My next task will be to get some Yak butter from somewhere (or just use cow’s butter), so that I can make Po Cha fresh for comparison’s sake. I have the Tibetan Flame tea that I am informed is a staple of Tibetans everywhere, so I am quite well prepared. I think it will prove instructive to try it fresh, and having some control over the constituent components can only be a good thing.
Flavors: Chicken Soup, Salt, Salty
Finally on to the last of the Spring tea samples from Teavivre. Thank you for these most excellent teas and my apologies for taking so long to write them all up.

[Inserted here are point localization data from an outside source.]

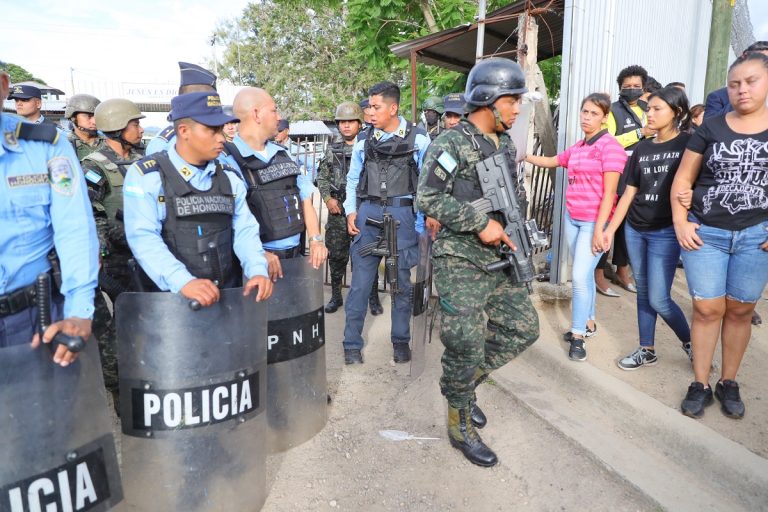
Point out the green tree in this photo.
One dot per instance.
(19, 74)
(303, 57)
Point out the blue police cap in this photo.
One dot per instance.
(192, 74)
(203, 107)
(454, 103)
(24, 92)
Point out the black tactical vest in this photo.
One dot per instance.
(626, 119)
(390, 169)
(342, 158)
(198, 224)
(469, 190)
(273, 193)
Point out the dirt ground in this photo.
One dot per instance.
(349, 466)
(669, 379)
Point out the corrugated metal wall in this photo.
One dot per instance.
(669, 38)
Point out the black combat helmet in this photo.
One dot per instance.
(492, 78)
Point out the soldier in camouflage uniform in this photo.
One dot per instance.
(104, 170)
(84, 137)
(332, 183)
(465, 245)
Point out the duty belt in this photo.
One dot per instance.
(286, 254)
(394, 201)
(17, 301)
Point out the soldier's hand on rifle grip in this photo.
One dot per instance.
(333, 205)
(433, 226)
(318, 253)
(201, 290)
(493, 234)
(351, 227)
(264, 285)
(274, 268)
(70, 326)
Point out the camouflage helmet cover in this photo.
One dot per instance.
(81, 103)
(115, 114)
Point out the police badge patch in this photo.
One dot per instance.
(61, 175)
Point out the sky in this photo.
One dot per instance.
(139, 41)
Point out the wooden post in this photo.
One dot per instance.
(413, 88)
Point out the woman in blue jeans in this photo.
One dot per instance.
(725, 233)
(594, 165)
(651, 242)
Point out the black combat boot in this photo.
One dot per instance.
(373, 301)
(336, 301)
(464, 437)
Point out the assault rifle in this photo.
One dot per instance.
(501, 193)
(386, 247)
(43, 302)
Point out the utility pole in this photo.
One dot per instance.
(480, 31)
(719, 42)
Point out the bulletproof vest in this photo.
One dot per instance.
(114, 170)
(626, 119)
(469, 190)
(342, 158)
(390, 169)
(273, 193)
(195, 220)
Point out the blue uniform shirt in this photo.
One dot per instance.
(44, 203)
(358, 159)
(144, 215)
(304, 182)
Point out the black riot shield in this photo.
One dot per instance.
(423, 306)
(57, 449)
(193, 398)
(297, 388)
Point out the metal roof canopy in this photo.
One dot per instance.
(454, 48)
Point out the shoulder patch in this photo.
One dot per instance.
(147, 164)
(37, 132)
(94, 177)
(61, 175)
(166, 133)
(447, 162)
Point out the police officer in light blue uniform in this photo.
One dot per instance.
(396, 147)
(29, 104)
(43, 205)
(193, 79)
(274, 178)
(167, 193)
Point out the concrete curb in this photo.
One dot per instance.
(674, 460)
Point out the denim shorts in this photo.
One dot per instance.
(730, 263)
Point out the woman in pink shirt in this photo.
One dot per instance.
(594, 165)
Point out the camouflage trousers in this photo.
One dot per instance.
(337, 240)
(104, 331)
(467, 294)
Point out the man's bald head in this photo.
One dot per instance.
(257, 113)
(250, 99)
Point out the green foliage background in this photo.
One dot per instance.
(313, 55)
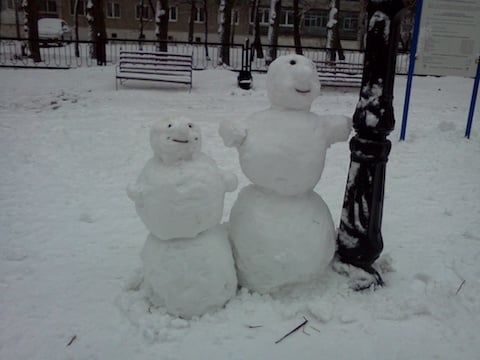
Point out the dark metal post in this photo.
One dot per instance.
(359, 241)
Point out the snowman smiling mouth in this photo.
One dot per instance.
(302, 91)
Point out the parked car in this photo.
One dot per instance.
(54, 30)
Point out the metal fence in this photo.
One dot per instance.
(65, 55)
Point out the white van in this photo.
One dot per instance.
(54, 30)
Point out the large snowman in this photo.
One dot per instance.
(281, 230)
(179, 196)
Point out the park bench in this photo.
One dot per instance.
(339, 73)
(154, 66)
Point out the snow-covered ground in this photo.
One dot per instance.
(71, 240)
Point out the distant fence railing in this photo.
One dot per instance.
(63, 55)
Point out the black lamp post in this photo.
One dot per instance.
(359, 241)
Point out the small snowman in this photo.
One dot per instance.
(282, 232)
(179, 196)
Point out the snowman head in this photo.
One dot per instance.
(292, 82)
(175, 138)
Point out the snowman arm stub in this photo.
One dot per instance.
(232, 133)
(230, 180)
(338, 127)
(135, 193)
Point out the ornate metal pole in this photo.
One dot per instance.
(359, 241)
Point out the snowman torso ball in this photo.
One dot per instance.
(283, 148)
(180, 191)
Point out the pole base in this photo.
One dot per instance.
(361, 278)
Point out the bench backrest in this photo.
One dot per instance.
(155, 61)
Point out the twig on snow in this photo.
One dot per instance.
(294, 330)
(314, 328)
(74, 337)
(460, 287)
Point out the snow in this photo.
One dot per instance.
(280, 241)
(282, 232)
(192, 276)
(71, 240)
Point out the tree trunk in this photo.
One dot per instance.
(333, 36)
(30, 9)
(205, 9)
(296, 28)
(97, 32)
(17, 20)
(77, 49)
(224, 20)
(257, 42)
(161, 24)
(362, 21)
(141, 35)
(191, 23)
(273, 24)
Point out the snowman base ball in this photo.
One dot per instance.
(190, 276)
(280, 241)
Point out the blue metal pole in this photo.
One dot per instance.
(411, 67)
(474, 99)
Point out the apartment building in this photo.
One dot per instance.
(125, 18)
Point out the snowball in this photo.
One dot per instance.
(180, 191)
(285, 150)
(182, 200)
(292, 82)
(173, 139)
(190, 277)
(280, 240)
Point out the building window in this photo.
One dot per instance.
(263, 15)
(350, 22)
(172, 14)
(81, 7)
(235, 17)
(143, 12)
(113, 10)
(48, 6)
(199, 15)
(286, 18)
(315, 19)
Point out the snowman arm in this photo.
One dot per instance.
(232, 133)
(339, 128)
(230, 180)
(135, 192)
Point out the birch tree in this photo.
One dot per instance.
(30, 10)
(96, 30)
(362, 24)
(141, 35)
(257, 42)
(224, 21)
(333, 44)
(296, 27)
(205, 10)
(273, 24)
(161, 24)
(406, 27)
(75, 15)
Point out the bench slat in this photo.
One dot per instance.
(155, 66)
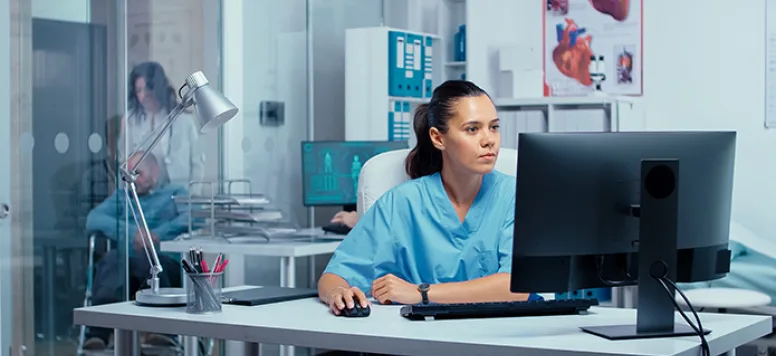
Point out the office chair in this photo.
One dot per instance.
(386, 170)
(98, 246)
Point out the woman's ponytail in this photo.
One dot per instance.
(424, 159)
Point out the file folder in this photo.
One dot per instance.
(428, 65)
(415, 65)
(396, 64)
(399, 121)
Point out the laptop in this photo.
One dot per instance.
(266, 295)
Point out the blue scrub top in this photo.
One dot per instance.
(413, 232)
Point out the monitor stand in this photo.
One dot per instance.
(658, 223)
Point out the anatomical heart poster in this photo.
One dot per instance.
(592, 45)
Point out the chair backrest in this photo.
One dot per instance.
(386, 170)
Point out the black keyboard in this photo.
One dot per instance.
(497, 310)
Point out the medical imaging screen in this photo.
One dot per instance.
(330, 169)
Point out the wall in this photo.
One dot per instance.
(70, 10)
(682, 94)
(679, 92)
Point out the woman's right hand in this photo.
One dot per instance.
(341, 297)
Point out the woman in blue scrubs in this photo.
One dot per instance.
(449, 229)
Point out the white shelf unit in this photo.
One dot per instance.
(568, 114)
(621, 113)
(374, 111)
(451, 14)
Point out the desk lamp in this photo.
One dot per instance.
(213, 110)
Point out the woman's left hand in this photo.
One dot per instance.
(391, 289)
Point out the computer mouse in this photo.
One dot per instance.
(357, 311)
(336, 228)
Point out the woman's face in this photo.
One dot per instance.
(145, 96)
(472, 140)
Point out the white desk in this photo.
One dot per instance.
(309, 323)
(287, 249)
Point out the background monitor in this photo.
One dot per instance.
(610, 209)
(330, 169)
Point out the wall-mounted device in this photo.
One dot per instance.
(271, 113)
(597, 74)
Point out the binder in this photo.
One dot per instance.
(428, 65)
(399, 121)
(393, 113)
(396, 63)
(415, 65)
(406, 122)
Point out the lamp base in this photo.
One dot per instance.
(165, 297)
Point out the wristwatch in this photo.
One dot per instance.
(423, 289)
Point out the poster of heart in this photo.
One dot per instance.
(592, 44)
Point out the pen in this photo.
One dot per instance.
(203, 264)
(222, 266)
(187, 266)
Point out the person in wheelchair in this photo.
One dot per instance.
(166, 221)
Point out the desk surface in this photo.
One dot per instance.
(274, 248)
(309, 323)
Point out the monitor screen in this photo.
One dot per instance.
(330, 169)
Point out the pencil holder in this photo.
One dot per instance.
(203, 292)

Dry this tea has a spinach aroma, and the long thin needles look great. The wet leaf is a mix of honey and vegetal notes. It brews to a golden liquor that is silky smooth and very clean. The liquor is sweet with umami and more vegetal notes. There is a tiny hint of astringency that is expressed more in the aftertaste than in the initial tasting and the aftertaste is cooling on the tongue. Just the job for a Sunday afternoon as I deal with the effects of a little too much red wine the night before.
Flavors: Honey, Spinach, Umami, Vegetal
Another free sample from Angel at Teavivre.
Also, another tea that I have not yet written up. I sampled this a while back but got distracted before writing a tasting note. Bad me!
The dry leaf is thin and twisty, and dark olive in colour. It smells of hay. Wet, the leaf has a slight hint of umami and asparagus. In the pot it looks like a green cave of tea leaf stalagmites and stalactites as the leaves have vertical and some sink to the bottom. The liquor is a pale peach colour and carries little aroma; just a hint of savouriness to hit and something slightly floral or vegetal. Tasting it reveals a very delicate tea. It is lightly floral, smooth, sweet with a savoury edge. The asparagus notes carry through from the aroma and the aftertaste prickles gently on the tongue in a pleasurable fashion. Not as in-your-face as the Long Jing, this Mao Feng is a jolly good, gentle cuppa that is quite relaxing to drink.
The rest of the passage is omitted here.